Very occasionally, remains of wooden hafts survive with metalwork allowing for radiocarbon dating. A haft fragment from a Late Bronze Age socketed axehead found at Kerrow Farm, Cannich (MHG17523), was dated to 1390–1010 cal BC as part of a National Museums Scotland programme of dating hafts and shafts during the 1990s (Needham et al 1997; Clark et al 2017, no. 107). Another haft fragment from a socketed axehead found in Poolewe produced two radiocarbon dates within the first half of the eighth century BC – that is, the very beginning of the Iron Age (MHG7755; Knight et al 2021; Case Study Poolewe Hoard). No complete haft has been found in the Highland Region.
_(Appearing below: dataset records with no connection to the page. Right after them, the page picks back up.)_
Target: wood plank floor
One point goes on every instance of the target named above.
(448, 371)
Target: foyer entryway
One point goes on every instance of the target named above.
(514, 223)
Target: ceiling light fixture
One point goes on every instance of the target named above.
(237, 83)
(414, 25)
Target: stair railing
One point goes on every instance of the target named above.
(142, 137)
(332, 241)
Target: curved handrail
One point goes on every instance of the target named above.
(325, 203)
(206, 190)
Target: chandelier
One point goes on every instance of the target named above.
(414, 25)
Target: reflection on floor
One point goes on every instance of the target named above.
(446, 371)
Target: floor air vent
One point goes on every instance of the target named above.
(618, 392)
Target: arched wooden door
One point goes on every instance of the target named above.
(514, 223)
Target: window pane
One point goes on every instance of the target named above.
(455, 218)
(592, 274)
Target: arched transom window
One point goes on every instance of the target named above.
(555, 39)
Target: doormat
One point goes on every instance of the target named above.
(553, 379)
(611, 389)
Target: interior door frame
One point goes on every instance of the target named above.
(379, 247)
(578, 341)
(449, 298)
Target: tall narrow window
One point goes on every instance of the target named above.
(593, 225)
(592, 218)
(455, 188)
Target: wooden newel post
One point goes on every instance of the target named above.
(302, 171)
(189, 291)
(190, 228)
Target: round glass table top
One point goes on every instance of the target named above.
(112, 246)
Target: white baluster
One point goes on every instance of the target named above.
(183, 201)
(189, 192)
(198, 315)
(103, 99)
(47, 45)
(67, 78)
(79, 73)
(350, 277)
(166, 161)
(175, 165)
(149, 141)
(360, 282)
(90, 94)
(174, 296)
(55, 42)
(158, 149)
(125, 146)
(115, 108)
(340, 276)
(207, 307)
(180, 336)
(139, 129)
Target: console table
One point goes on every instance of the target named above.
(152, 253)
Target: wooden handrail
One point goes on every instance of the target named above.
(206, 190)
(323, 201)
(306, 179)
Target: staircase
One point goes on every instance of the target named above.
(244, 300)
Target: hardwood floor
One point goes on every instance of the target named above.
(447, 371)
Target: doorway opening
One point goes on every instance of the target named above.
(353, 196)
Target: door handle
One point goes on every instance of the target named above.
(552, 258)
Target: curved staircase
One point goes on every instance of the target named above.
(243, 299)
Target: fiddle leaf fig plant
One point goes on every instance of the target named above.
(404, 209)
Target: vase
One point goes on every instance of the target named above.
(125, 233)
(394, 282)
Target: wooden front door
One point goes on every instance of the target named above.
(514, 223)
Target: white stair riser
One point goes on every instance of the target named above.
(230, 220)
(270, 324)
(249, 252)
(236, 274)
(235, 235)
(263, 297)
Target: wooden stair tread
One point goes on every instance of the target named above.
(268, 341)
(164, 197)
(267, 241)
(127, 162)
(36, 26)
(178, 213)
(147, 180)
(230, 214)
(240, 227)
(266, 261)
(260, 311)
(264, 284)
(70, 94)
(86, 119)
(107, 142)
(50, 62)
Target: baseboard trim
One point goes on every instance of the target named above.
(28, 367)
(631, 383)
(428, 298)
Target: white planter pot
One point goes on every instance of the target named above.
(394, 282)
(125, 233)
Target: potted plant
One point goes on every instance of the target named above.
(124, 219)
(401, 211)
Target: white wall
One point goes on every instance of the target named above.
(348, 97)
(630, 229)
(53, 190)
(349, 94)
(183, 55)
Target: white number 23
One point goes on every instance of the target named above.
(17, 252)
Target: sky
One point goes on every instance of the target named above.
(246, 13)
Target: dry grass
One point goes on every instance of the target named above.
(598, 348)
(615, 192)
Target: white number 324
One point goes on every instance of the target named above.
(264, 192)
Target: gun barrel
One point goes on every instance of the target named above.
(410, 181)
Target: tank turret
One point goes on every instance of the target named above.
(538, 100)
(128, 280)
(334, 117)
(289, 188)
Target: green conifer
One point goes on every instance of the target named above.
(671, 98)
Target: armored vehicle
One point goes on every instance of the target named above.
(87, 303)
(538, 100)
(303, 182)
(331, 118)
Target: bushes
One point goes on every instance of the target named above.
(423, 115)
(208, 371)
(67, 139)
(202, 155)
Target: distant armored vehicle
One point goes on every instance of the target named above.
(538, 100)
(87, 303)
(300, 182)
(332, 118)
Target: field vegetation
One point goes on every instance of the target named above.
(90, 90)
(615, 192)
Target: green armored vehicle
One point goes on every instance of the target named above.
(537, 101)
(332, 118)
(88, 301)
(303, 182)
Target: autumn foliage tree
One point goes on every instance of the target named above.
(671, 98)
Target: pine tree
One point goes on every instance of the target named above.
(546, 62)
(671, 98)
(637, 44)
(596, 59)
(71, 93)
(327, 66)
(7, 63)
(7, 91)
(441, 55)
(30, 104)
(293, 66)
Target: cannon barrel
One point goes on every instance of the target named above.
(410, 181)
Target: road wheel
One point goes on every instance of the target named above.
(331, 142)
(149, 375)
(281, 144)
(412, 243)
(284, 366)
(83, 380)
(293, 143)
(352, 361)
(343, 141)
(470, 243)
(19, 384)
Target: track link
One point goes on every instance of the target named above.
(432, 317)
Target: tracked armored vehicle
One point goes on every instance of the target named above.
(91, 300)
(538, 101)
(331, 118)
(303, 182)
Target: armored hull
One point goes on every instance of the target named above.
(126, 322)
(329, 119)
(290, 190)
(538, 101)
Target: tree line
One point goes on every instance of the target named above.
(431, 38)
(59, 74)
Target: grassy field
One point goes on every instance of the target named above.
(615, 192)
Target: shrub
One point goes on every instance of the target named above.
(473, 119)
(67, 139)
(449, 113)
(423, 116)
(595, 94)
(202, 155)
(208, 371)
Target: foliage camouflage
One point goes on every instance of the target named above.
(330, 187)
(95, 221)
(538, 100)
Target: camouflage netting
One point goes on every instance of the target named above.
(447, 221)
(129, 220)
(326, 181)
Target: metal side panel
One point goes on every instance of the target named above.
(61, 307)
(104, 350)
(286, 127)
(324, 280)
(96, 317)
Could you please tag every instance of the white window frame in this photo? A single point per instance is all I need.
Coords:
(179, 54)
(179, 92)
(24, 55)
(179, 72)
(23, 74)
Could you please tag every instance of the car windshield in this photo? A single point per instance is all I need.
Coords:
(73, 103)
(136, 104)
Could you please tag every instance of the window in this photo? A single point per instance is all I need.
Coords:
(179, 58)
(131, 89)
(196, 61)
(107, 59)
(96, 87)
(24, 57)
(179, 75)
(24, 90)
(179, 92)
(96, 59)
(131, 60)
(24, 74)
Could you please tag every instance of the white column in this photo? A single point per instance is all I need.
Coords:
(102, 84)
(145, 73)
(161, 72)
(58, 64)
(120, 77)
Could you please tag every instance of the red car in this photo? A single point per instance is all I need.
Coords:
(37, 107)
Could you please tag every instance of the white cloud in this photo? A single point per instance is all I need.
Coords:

Bone and antler must also have been used throughout the Bronze Age for a variety of tools and personal dress, both in daily life and death, but poor preservation means that they rarely survive. As noted above, calcined bone toggles were found among deposits of cremated remains from Seafield West (Cressey and Sheridan 2003, illus 14.2), Raigmore, near Inverness (Simpson 1996a, illus 18), and from Dalmore, Easter Ross (MHG6311; Jolly and Aitken 1879, fig 6). These items probably fastened a funerary garment. An antler pin, associated with cremated remains at Seafield West (Cressey and Sheridan 2003, illus 14.1, Pit 2) would also have been used to fasten a funerary garment; like the toggles, it had passed through the funeral pyre. Bone tools found at the multiperiod rock shelter of An Corran on Skye have also been dated to the Early Bronze Age (MHG35899; Saville et al 2012; Case Study An Corran). More bone material survives in Iron Age contexts in the Highland Region, in part due to more excavated settlement sites.